Benalla a-t-il commis des violences illégales le 1er mai ?

Plusieurs protagonistes de l'affaire, dont Benalla lui même, estiment qu'il n'a pas commis de violences illégales en appréhendant deux manifestants sur la place de la Contrescarpe, le 1er mai. Dans son interview, il invoque l'article 73 du code de procédure pénale, autorisant tout citoyen à appréhender l’auteur d’un délit : "Je ne considère pas avoir fait une arrestation, j’ai appréhendé quelqu'un et l’ai remis aux policiers. Les gens ont des agissements délictueux, ils cassaient en toute impunité, il faut le vivre, et moi, c’est ma nature, je suis trop engagé. Si je n’étais pas collaborateur de l’Elysée, je referais la même chose. Collaborateur de la présidence, je ne le referais pas."


C'est la justice qui tranchera le caractère légal ou non de l'intervention de Benalla. Une enquête a en effet été ouverte à son encontre pour chefs de violences par personne chargée d’une mission de service public. On ignore cependant si Alexandre Benalla a été sanctionné par l'Élysée parce que ses gestes étaient violents, ou parce qu'il a tenté d'aider les policiers, outrepassant son rôle "d'observateur". Le porte-parole de l'Élysée Bruno Roger-Petit a simplement évoqué un "comportement inacceptable", tandis que Patrick Strzoda, qui dit être à l'initiative de la sanction, parle d'un "comportement manifestement inapproprié" qui a "porté atteinte à l’exemplarité qui est attendue, en toutes circonstances, des agents de la présidence de la République". 


Pour la directrice de l'IGPN, la vidéo montre "des gestes techniques mal maîtrisés" mais "pas de violences illégitimes" si "ce sont des policiers qui la mettent en oeuvre". Mais pour le Défenseur des droits Jacques Toubon, "les images vidéo pourraient laisser penser que l'usage de la force par les deux observateurs [Benalla et Crase, ndlr] n'est pas proportionné au comportement des deux personnes interpellées". 

Vincent Crase a-t-il été autorisé à accompagner les policiers le 1er mai ?

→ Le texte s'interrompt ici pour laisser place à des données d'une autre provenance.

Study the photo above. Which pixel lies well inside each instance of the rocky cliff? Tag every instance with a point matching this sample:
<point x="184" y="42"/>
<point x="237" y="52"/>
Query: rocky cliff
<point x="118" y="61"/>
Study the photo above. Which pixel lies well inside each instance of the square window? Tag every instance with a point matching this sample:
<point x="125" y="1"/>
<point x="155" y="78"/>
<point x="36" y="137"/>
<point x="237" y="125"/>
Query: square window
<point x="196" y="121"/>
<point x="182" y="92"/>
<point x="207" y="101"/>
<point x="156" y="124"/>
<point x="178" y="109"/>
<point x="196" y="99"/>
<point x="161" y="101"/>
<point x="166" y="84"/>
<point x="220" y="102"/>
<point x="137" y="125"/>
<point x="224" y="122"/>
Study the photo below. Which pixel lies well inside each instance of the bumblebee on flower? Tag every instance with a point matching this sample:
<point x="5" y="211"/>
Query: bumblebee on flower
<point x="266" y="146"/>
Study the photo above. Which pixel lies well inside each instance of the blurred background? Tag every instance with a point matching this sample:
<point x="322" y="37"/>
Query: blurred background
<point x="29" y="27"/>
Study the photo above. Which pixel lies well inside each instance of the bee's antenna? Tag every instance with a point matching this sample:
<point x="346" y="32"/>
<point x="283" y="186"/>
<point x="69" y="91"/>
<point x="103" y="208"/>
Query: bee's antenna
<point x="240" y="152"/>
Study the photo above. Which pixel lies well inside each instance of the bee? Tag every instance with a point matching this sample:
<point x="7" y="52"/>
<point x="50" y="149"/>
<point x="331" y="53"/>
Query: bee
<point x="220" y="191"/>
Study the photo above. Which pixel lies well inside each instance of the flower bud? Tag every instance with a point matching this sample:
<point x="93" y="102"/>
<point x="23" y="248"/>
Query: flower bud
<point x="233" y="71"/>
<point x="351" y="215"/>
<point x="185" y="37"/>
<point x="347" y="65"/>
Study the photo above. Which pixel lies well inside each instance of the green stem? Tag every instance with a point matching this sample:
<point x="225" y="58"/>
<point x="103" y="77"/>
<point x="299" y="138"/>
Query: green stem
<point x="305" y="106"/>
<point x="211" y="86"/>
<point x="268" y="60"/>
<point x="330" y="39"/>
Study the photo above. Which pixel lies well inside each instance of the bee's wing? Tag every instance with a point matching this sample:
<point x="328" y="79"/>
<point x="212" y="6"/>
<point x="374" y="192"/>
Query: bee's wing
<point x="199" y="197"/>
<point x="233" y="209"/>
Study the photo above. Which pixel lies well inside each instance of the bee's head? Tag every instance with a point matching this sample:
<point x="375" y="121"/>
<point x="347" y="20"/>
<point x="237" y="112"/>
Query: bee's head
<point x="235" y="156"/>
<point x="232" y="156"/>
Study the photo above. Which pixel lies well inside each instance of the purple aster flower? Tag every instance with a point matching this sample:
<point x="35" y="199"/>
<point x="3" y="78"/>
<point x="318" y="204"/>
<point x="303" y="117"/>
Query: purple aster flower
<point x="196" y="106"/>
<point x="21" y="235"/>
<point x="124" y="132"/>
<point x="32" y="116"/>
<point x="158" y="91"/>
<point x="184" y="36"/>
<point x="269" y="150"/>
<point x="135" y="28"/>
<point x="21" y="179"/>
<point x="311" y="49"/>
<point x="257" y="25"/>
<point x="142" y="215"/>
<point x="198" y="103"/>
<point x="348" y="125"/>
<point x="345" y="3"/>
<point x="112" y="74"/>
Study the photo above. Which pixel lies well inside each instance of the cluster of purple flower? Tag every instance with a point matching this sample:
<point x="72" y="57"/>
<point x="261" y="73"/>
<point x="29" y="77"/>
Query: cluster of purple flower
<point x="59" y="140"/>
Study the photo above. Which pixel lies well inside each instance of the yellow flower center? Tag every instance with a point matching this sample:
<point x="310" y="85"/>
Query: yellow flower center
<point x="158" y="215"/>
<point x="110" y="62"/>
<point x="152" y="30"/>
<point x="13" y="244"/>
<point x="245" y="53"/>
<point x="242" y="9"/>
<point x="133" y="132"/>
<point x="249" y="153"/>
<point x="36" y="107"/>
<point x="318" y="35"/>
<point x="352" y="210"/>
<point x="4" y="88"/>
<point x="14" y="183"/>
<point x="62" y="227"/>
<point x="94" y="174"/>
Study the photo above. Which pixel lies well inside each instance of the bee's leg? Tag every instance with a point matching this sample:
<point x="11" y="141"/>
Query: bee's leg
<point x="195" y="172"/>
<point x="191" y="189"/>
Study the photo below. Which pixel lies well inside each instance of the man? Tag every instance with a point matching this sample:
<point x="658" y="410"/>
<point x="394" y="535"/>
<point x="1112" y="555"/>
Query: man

Vincent Crase, la deuxième personne en civil présente sur la place de la Contrescarpe et qui participe à l'interpellation de manifestants, est un gendarme réserviste par ailleurs employé de La République en marche. Le jeudi 19 juillet, Bruno Roger-Petit a annoncé qu'Alexandre Benalla était présent en tant qu'observateur, "accompagné ce jour-là et dans les mêmes conditions de Vincent Crase". 


Pourtant, le général Bio-Farina a affirmé que Vincent Crase n'a "absolument pas" été autorisé à participer en tant qu'observateur au dispositif policier du 1er mai, ajoutant qu'il n'était pas à la demande de la présidence de la République, mais de son propre chef, "en tant que citoyen".

Des images de vidéosurveillance ont-elles été consultées illégalement à l'Élysée ?

Selon une information de BFMTV confirmée à LCI, le conseiller spécial de Macron Ismaël Emelien, a eu en sa possession les images de vidéosurveillance des manifestations du 1er mai, obtenues illégalement par Alexandre Benalla. "Plusieurs membres du cabinet du président ont d'ailleurs pu les visionner", poursuit la chaîne. Benalla affirme avoir reçu ces images "de quelqu'un à la préfecture de police, dont je ne citerai pas le nom", mais ne pas savoir d'où elles viennent. "Je suis en train de dîner dans un restaurant près du palais et quelqu'un vient me donner un CD. Il n’y a rien écrit dessus (...). Ce CD, je ne le regarde pas et je le remets à l'Elysée à un conseiller communication", poursuit Benalla. 


L'Elysée confirme avoir eu cette vidéo, mais dit avoir rapidement "procédé à un signalement auprès du procureur en signalant les faits" et n'avoir "pas gardé de copie de ces images". La détention de ces images pourrait en effet constituer un délit de "recel de détournement d'images issues d’un système de vidéoprotection". Le même délit qui vaut à 3 policiers d'être mis en examen.


Tout dépend donc de savoir si l'Élysée connaissait la provenance illégale de ces images, et ce qu'il a cherché à en faire. Benalla affirme à ce sujet "qu’ils ont essayé de la diffuser et de la fournir à des gens, pour montrer la réalité des faits". Face à cette accusation d'instrumentalisation, Guillaume Larrivé a affirmé qu'il voulait entendre Ismaël Emelien dans la commission d'enquête.